Sur le plan structurel, la guerre a transformé en profondeur les lignes de partage au sein du Yémen. La frontière d’avant 1990 entre les Yémen du Nord et du Sud est largement caduque. Pourtant, de nombreux Yéménites continuent de craindre les tentatives explicites de certains acteurs régionaux et des séparatistes sudistes de rediviser le pays, selon l’ancien tracé. Les combats à Taez brouillent les pistes. En effet, les Taezi sont du nord, mais opposés aux houthistes, tout en souffrant depuis quelques années d’une mauvaise image au sud. Ils se voient assimilés aux Frères musulmans, honnis par les soutiens émiratis des sudistes. De simples travailleurs et étudiants de Taez ont pu être chassés d’Aden, maltraités par la foule du fait de discours complotistes portés par les sécessionnistes.

La marginalisation stratégique de la ville engendre un fort mécontentement au sein de la population, ce qui facilite le recrutement de jeunes gens par les groupes islamistes ou autres groupes armés, ainsi que l’instrumentalisation par les pays voisins. Contre un salaire, de nombreux Taezi ont ainsi pu être mobilisés pour se battre dans le nord du pays dans les provinces d’Al-Jawf et de Saada, au nom de la défense de la frontière saoudienne.

Les groupes islamistes armés ne sont pas en reste et ont trouvé à Taez un terrain fertile pour s’implanter. Ils ont ainsi rompu avec l’histoire de la ville marquée par la participation au processus de modernisation par le biais des institutions étatiques. La prime dorénavant offerte à la violence a sans doute produit la décomposition de la société.

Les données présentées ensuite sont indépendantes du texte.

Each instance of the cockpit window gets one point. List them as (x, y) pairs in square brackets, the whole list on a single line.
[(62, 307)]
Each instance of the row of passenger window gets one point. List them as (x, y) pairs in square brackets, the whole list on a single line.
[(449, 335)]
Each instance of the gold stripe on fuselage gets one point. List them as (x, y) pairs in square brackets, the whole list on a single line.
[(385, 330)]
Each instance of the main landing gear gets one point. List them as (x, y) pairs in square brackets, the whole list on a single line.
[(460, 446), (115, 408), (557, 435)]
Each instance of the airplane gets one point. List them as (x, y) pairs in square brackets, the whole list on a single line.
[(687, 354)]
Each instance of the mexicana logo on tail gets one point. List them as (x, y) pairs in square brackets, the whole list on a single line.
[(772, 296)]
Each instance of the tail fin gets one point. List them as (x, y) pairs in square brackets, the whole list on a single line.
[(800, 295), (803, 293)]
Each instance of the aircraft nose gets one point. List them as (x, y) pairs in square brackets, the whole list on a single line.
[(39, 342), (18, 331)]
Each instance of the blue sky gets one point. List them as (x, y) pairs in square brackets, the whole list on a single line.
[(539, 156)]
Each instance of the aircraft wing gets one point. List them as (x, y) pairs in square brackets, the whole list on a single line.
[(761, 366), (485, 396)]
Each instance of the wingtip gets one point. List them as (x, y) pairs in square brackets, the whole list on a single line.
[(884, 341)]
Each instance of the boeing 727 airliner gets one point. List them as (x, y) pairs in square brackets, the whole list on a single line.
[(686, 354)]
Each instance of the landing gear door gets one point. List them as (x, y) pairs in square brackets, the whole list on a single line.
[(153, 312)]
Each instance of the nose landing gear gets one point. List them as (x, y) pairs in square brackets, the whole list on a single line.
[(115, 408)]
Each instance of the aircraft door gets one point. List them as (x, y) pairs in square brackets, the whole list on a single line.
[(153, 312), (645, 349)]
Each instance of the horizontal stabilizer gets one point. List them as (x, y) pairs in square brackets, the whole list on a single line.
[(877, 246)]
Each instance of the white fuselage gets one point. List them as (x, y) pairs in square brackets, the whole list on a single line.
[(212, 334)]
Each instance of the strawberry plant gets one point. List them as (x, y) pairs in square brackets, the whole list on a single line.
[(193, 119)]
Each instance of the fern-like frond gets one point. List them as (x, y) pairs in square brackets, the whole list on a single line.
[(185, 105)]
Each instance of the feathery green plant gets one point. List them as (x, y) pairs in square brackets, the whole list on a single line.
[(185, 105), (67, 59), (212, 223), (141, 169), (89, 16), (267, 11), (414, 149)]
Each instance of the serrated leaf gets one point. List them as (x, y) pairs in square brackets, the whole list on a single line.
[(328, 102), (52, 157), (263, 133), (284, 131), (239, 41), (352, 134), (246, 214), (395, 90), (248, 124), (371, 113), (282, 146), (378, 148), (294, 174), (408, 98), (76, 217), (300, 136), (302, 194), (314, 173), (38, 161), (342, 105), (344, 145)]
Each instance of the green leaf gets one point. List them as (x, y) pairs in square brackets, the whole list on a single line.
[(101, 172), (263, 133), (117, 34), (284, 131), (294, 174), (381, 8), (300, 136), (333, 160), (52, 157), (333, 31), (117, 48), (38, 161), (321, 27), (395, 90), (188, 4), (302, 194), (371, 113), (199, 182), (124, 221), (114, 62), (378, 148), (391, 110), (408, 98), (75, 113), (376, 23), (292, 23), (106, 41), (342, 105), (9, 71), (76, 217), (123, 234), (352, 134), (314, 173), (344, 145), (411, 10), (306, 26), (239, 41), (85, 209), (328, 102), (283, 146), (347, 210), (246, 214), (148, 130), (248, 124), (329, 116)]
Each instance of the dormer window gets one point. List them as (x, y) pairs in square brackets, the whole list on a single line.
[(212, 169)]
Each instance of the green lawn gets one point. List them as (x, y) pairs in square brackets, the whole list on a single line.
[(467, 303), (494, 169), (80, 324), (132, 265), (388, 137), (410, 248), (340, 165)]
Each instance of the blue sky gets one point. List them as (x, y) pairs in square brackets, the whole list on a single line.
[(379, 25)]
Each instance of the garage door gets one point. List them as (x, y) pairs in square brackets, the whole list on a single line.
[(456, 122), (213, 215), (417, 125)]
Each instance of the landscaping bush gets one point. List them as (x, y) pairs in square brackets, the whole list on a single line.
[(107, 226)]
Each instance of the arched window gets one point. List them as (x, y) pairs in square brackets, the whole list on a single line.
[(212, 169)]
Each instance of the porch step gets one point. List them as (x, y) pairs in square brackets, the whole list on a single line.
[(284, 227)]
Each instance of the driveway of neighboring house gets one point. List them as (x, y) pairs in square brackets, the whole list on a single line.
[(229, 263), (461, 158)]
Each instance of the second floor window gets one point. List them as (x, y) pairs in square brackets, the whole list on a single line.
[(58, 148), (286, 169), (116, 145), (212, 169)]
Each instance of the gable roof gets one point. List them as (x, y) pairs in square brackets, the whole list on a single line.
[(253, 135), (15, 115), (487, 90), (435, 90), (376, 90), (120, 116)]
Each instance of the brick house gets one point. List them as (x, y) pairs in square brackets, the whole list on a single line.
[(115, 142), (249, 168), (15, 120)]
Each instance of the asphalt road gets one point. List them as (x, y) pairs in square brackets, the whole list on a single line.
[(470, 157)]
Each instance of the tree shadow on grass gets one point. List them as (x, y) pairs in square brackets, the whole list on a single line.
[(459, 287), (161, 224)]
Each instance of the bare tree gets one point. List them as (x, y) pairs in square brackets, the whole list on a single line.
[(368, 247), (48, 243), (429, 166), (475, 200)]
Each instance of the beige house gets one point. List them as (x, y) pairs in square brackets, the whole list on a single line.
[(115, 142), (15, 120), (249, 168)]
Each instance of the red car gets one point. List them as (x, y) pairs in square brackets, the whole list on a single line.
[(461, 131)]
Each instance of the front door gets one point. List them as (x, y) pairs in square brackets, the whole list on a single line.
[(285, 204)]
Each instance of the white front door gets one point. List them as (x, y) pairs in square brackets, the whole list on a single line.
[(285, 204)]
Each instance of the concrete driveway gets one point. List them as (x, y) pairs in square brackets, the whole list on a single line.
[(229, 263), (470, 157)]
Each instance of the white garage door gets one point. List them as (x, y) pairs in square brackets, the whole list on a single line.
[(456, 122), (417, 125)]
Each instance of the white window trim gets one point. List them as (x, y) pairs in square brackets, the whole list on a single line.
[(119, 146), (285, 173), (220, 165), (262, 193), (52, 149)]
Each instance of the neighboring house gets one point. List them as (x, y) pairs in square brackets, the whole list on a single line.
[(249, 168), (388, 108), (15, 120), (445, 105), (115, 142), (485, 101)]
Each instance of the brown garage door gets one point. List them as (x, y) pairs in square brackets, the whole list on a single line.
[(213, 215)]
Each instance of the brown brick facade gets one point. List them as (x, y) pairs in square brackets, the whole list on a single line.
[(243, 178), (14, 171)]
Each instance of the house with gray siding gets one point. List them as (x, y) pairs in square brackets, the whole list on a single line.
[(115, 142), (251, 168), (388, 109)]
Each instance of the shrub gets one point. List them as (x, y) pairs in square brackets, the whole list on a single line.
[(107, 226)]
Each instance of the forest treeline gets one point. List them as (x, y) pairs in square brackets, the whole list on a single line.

1Au Yémen, sur la ligne de front, « le taux de destruction est incroyable », France24, 6 août 2018.

2Human Rights Situation 2014- 2019, Yemeni Coalition for Monitoring Human Rights Violations.

3« ‟There are many devils”. A conversation with Governor of Taiz Ali al-Mamari », Sana’a Center for Strategic Studies, 4 novembre 2017.